LIVE eye

Show of strength

REVIEW

JULIANA HATFIELD

Tuesday, Nov. 18. Lee's Palace.

BY C.J. O'CONNOR

For one brief heartbeat in the decade's early days, the culture went dizzyingly sane; a Sassy subscription in every girl's stocking, a guitar in every chickstar's hand and in every active mind the conviction that Girl Power was just not measurable in platform-heel thickness. L7 had the riffs, Bratmobile had the zines, Liz Phair had the, um, ironic sexuality. But way up in Duxbury, Mass., Juliana Hatfield had something much, much more.

She had the sugar-seeming voice, the quasi-teenagerisms and poptastic chord progressions but put them to self-doubt ("Ugly"), isolation ("Outsider") and obsessive self-control ("Feed Me" and its opener "Oh, baby, if you only knew/ Now I'm down to 102"). She also had -- in "Nirvana" and "Spin The Bottle"-- the purest moments of joy. She had a beauty that ratty jeans and Texaco-station shirts only intensified. She was, in short, brilliantly complex and contradictory, and when she slipped off Mammoth/Atlantic and into two years' near-silence after Only Everything, some of us nearly had to go on lithium.

But sometimes, when you really, really need them, your heroes come back...

Lee's Palace, Nov. 18th, pre-soundcheck: "It's like a deliberate bit of hibernation," muses Juliana, thoughtfully blowing a Bazooka-bubble the size of her head. "Too much of the industry can wear at your soul, so I just took some time to work on my music without any scrutiny.
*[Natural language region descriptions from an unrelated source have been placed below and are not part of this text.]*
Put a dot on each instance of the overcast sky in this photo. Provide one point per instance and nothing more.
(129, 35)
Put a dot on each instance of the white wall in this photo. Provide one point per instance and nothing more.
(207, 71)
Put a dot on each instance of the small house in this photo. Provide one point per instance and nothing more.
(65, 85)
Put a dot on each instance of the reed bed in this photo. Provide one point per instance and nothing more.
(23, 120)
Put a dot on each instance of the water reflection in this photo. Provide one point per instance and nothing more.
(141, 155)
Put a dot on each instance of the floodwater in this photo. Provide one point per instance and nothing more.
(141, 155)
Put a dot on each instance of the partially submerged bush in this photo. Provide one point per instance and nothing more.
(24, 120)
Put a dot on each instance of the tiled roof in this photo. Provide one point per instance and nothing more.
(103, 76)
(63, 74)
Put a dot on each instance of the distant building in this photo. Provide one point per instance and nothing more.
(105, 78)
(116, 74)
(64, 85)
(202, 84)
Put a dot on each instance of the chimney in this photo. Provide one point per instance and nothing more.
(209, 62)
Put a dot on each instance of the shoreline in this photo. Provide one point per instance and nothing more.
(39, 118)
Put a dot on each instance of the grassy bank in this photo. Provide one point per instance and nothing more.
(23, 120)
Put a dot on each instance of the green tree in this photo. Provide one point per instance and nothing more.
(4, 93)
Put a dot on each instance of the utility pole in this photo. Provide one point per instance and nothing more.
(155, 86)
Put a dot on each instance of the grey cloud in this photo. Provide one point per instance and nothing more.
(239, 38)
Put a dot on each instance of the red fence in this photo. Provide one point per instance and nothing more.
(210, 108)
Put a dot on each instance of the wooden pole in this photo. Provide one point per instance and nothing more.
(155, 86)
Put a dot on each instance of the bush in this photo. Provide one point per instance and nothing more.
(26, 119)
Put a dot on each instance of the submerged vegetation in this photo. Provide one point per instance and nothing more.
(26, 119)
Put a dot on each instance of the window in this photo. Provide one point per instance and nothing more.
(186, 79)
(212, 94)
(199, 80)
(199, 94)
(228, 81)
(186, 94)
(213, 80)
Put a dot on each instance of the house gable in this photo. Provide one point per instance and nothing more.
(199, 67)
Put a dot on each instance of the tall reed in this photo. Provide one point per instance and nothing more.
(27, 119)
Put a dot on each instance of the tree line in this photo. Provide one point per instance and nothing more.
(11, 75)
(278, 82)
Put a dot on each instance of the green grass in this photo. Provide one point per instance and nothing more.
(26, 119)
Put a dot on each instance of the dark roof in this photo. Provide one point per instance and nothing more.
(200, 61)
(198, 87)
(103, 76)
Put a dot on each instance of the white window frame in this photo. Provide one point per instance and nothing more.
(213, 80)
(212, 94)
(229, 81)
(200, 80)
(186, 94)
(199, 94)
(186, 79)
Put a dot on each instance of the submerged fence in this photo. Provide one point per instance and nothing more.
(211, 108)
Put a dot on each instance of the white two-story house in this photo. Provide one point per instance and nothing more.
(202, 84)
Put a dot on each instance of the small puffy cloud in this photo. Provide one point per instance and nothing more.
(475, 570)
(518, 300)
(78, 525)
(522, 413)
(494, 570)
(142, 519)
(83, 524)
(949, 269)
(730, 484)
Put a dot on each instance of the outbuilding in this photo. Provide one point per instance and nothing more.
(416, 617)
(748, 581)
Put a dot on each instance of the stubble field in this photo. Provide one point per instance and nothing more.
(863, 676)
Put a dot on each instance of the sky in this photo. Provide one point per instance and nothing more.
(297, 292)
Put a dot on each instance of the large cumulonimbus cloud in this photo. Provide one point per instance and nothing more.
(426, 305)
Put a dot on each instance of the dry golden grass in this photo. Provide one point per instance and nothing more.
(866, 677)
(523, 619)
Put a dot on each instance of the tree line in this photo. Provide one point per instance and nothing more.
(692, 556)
I did do some tours of Australia, I had some gigs on Lilith Fair, and I've kept playing... just not so much in the public eye. I'm gaining strength, so I'll be able to put this record out and go into the world and bring it to the people, y'know? I will have built up enough strength and thick skin to be able to do that better next time."

Two years' freedom from Are-You-Really-A-Virgin? and What's-That-Dando-Guy-Like? have helped her create her predictably awesome new EP on Bar None, Please Do Not Disturb (a foretaste of her nearly completed album). They've also helped her re-evalute -- and, on "Sellout," articulate -- her ambivalence about that ole soul-crusher, the music industry. That song is "pointing the finger at someone who's letting himself -- or herself -- be taken advantage of," she says. "But I think it's more sympathetic than 'Rider' [a stab at groupies ca. '93] cos I'm saying I could see how that could happen, how someone could lose themselves by listening to someone who's really convincing, but having it backfire and winding up worse off than at the beginning. I think I'm sympathetic to that, cos I see it happening to people I know... and people I don't know. It happens all the time, and I think it's really sad and I don't want it to happen to me."

Lee's Palace, Showtime: No worries, Jules: Lee's is jammed. And out she comes, radiant in battered Docs, jeans of no-fixed-color-tonality and sky-blue Airforce shirt. She strolls nonchalantly forward, belts on her old-faithful SG and counts her Devo-suited sidemen into "I Got No Idols." All hearts surge toward the woman swaying side-to-side in some world of her own invention which -- still -- connects from the second she pushes That Voice into the sugar-coated stratosphere. Sudden roars of applause and then -- even more suddenly -- silence. We're too overawed to speak.

"You're all so quiet," she teases, before heading into "Outsider." "But that's cool. I do that. Even if I really love the band I'll just... stand there."

We need no goading. "Fleur de Lys," "Dumb Fun" and most of Only Everything spring forth, sparks utterly undimmed, to huge applause but paradoxically timid whoops (we are still, after all, Juliana Hatfield fans). We get "My Sister" and a heart-knotting solo "Spin The Bottle," and Jules -- modest, sideways-glancing, teenager-voiced yet still indomitable -- is there, back centrestage, just daring anyone to take it away from her. Captain Hatfield... my hero.